You wouldn’t know it some days, but there are moderates in this country — moderate conservatives, moderate liberals, just plain moderates. We sympathize with a lot of the things that President Obama is trying to do. We like his investments in education and energy innovation. We support health care reform that expands coverage while reducing costs.

But the Obama budget is more than just the sum of its parts. There is, entailed in it, a promiscuous unwillingness to set priorities and accept trade-offs. There is evidence of a party swept up in its own revolutionary fervor — caught up in the self-flattering belief that history has called upon it to solve all problems at once.

So programs are piled on top of each other and we wind up with a gargantuan $3.6 trillion budget. We end up with deficits that, when considered realistically, are $1 trillion a year and stretch as far as the eye can see. We end up with an agenda that is unexceptional in its parts but that, when taken as a whole, represents a social-engineering experiment that is entirely new.

And the real kicker:

Those of us who consider ourselves moderates — moderate-conservative, in my case — are forced to confront the reality that Barack Obama is not who we thought he was. His words are responsible; his character is inspiring. But his actions betray a transformational liberalism that should put every centrist on notice. As Clive Crook, an Obama admirer, wrote in The Financial Times, the Obama budget “contains no trace of compromise. It makes no gesture, however small, however costless to its larger agenda, of a bipartisan approach to the great questions it addresses. It is a liberal’s dream of a new New Deal.”

Emphasis mine.  Well, actually, emphasis of this was made by Republicans long before election day.  One only had to look at his record, such as it was, to know this.  And yet these "Brooks Moderates" were so caught up in the words and the history of it all that they apparently turned off those parts of their brains responsible for critical thinking.

Looks like the editorial board of the Chicago Tribune did the same thing.

Whoa!

The Obama administration and Democratic leaders of the House and Senate are blowing the lid off of spending restraint. But they’re finally meeting some resistance within their own party.

Sen. Evan Bayh (D-Ind.), in an essay published Wednesday in The Wall Street Journal, ripped a spending bill passed by the House last week as "a sprawling $410 billion compilation of nine spending measures that lacks the slightest hint of austerity from the federal government or the recipients of its largesse."

He said he will vote against it, and he urged President Barack Obama to veto it if it passes the Senate. We second that motion.

(Hat tip: Don Surber)  The Tribune endorsed Obama, and now they’re thinking they can pull back the reigns.  They sound like they’re saying, "Obama’s a big spender?  Who knew?"

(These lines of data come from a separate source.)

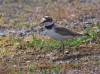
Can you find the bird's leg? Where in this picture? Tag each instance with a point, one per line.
(62, 47)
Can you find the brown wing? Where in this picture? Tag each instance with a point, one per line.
(65, 32)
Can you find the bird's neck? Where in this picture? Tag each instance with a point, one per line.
(50, 26)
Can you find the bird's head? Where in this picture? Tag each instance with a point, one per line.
(46, 21)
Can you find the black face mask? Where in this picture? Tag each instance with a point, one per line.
(49, 27)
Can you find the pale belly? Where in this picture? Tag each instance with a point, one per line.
(57, 36)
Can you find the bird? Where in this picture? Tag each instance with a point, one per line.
(55, 31)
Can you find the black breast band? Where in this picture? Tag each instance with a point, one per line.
(50, 26)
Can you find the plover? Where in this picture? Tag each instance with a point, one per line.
(50, 28)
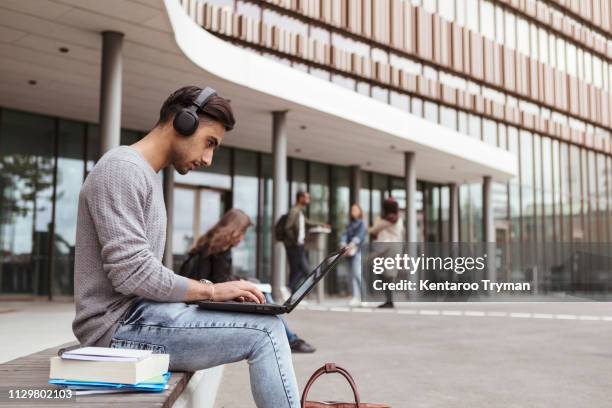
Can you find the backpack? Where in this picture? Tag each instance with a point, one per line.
(279, 228)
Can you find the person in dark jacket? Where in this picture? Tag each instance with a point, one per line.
(296, 227)
(211, 258)
(354, 237)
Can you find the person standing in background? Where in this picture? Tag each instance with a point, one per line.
(295, 234)
(210, 258)
(354, 236)
(389, 228)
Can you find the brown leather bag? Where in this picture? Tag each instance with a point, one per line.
(333, 368)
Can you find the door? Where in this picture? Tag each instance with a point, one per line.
(195, 211)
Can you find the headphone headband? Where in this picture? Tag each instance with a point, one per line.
(203, 97)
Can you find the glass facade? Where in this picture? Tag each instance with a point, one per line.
(43, 162)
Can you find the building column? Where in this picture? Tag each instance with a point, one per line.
(488, 226)
(355, 185)
(279, 197)
(110, 91)
(169, 200)
(453, 213)
(410, 186)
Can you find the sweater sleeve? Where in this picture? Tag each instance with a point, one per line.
(122, 193)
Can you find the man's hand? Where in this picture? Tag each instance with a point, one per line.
(234, 290)
(220, 292)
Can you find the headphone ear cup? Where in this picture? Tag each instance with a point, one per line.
(185, 122)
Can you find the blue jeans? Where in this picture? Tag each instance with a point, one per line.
(197, 339)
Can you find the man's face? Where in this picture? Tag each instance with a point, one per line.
(197, 150)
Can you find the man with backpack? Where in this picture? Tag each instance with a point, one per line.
(291, 229)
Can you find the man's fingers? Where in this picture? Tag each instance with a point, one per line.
(253, 289)
(249, 296)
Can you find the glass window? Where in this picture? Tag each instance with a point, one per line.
(70, 168)
(26, 186)
(245, 197)
(319, 192)
(267, 225)
(526, 158)
(364, 197)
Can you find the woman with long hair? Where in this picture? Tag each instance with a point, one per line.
(353, 237)
(211, 258)
(388, 228)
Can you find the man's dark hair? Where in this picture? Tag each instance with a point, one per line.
(300, 194)
(217, 109)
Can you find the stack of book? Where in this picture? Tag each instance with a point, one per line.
(97, 370)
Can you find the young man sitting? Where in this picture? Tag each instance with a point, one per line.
(125, 297)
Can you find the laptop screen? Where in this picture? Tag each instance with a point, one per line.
(307, 283)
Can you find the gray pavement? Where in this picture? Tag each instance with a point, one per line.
(475, 355)
(419, 355)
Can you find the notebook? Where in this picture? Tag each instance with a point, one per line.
(109, 371)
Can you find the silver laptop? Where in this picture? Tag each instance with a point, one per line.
(302, 290)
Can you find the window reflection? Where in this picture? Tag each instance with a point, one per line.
(26, 184)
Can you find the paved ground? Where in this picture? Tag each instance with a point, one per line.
(455, 355)
(420, 355)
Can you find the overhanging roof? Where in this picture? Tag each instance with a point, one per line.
(164, 49)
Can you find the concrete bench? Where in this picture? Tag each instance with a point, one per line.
(32, 372)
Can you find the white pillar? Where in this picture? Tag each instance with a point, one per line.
(453, 213)
(488, 227)
(110, 91)
(279, 193)
(355, 185)
(410, 186)
(169, 200)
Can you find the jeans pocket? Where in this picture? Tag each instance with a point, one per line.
(138, 345)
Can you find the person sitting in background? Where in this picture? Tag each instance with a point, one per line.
(354, 236)
(389, 228)
(211, 258)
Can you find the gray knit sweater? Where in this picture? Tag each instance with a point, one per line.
(121, 232)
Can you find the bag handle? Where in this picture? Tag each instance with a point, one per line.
(327, 369)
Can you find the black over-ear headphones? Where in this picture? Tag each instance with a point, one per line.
(186, 120)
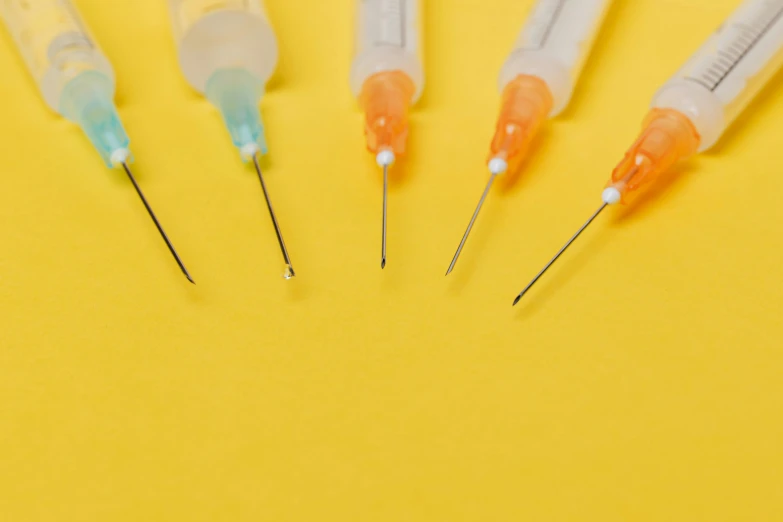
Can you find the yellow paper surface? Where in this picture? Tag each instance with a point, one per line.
(639, 381)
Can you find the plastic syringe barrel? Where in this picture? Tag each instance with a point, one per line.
(539, 77)
(554, 45)
(728, 71)
(227, 51)
(75, 79)
(693, 110)
(387, 75)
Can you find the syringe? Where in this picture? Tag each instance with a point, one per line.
(538, 80)
(75, 79)
(692, 110)
(387, 77)
(227, 52)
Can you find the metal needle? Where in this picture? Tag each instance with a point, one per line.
(385, 202)
(289, 272)
(552, 262)
(157, 223)
(472, 222)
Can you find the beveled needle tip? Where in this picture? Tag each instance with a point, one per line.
(289, 271)
(560, 253)
(472, 222)
(162, 232)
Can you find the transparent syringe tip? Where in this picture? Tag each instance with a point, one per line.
(236, 94)
(526, 103)
(668, 136)
(87, 101)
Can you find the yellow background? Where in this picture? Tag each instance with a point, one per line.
(640, 381)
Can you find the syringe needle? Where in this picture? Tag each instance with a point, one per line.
(472, 222)
(385, 202)
(289, 271)
(157, 223)
(560, 253)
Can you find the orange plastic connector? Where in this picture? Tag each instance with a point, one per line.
(385, 100)
(668, 137)
(526, 103)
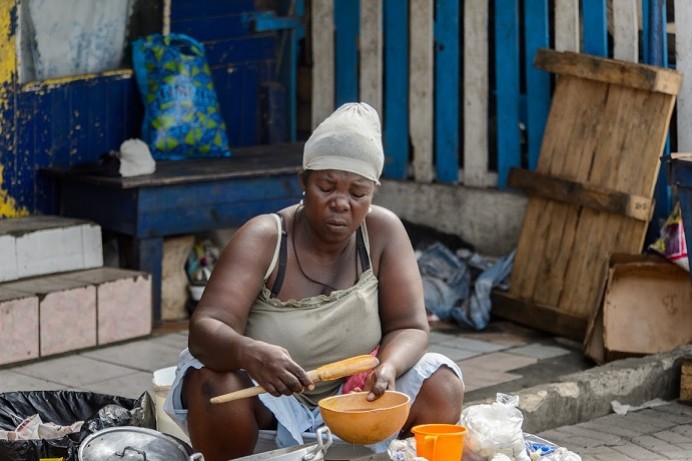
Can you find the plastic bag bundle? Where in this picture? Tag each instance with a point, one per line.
(181, 111)
(671, 242)
(494, 429)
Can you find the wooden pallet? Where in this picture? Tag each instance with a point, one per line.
(591, 193)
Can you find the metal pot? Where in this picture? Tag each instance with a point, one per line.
(134, 443)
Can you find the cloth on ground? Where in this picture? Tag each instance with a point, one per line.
(457, 285)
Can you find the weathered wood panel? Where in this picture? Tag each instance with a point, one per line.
(446, 140)
(683, 54)
(421, 77)
(626, 30)
(567, 25)
(395, 119)
(604, 135)
(323, 60)
(371, 58)
(476, 91)
(507, 87)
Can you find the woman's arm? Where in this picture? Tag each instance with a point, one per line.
(401, 302)
(218, 323)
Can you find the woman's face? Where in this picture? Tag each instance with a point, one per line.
(336, 202)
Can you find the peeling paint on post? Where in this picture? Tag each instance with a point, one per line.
(8, 75)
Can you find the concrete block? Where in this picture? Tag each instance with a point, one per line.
(67, 313)
(18, 326)
(48, 244)
(124, 302)
(8, 262)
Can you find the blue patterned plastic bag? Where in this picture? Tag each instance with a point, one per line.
(182, 117)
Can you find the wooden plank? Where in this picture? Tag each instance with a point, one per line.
(346, 21)
(259, 47)
(632, 75)
(322, 100)
(421, 89)
(476, 90)
(605, 137)
(538, 92)
(683, 48)
(578, 194)
(567, 25)
(531, 314)
(185, 9)
(395, 121)
(647, 307)
(370, 44)
(507, 87)
(625, 30)
(615, 165)
(544, 260)
(447, 91)
(595, 36)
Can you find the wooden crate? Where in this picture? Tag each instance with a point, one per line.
(591, 193)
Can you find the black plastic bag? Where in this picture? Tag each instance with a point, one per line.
(98, 411)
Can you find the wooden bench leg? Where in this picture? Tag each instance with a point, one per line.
(147, 256)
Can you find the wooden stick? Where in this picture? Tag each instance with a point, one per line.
(329, 372)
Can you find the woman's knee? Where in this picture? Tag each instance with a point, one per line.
(219, 430)
(440, 398)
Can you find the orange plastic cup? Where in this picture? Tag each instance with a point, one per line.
(439, 442)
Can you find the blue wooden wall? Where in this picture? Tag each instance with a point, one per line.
(74, 121)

I will heartily agree that Republicans spent very irresponsibly during their tenure with control of the Legislative and Executive branches.  But Democrats, true to their ever-constant form (a form that moderates like Brooks should have look to history, even recent history, to confirm), have outspent Republicans by a huge, huge margin.  "Tax and spend" wasn’t a catchphrase made up by Ronald Reagan; it’s a description of their MO.

The Democrats who "rediscovered" fiscal responsibility during the Dubya years have shown that outrage to be mere window dressing than principle.  There are indeed Republicans who had the same problem during the Clinton years and while Democrats held Congress.  But there is simply no real equivalence here. 

While it is still true that Republicans will overspend less than Democrats, it pains me to have to put it that way.  Nonetheless, if you value fiscal responsibility, convincing Republicans to slow down on spending seems to me to have a far better chance of success than convincing Democrats of that.  Mr. Brooks, please take note.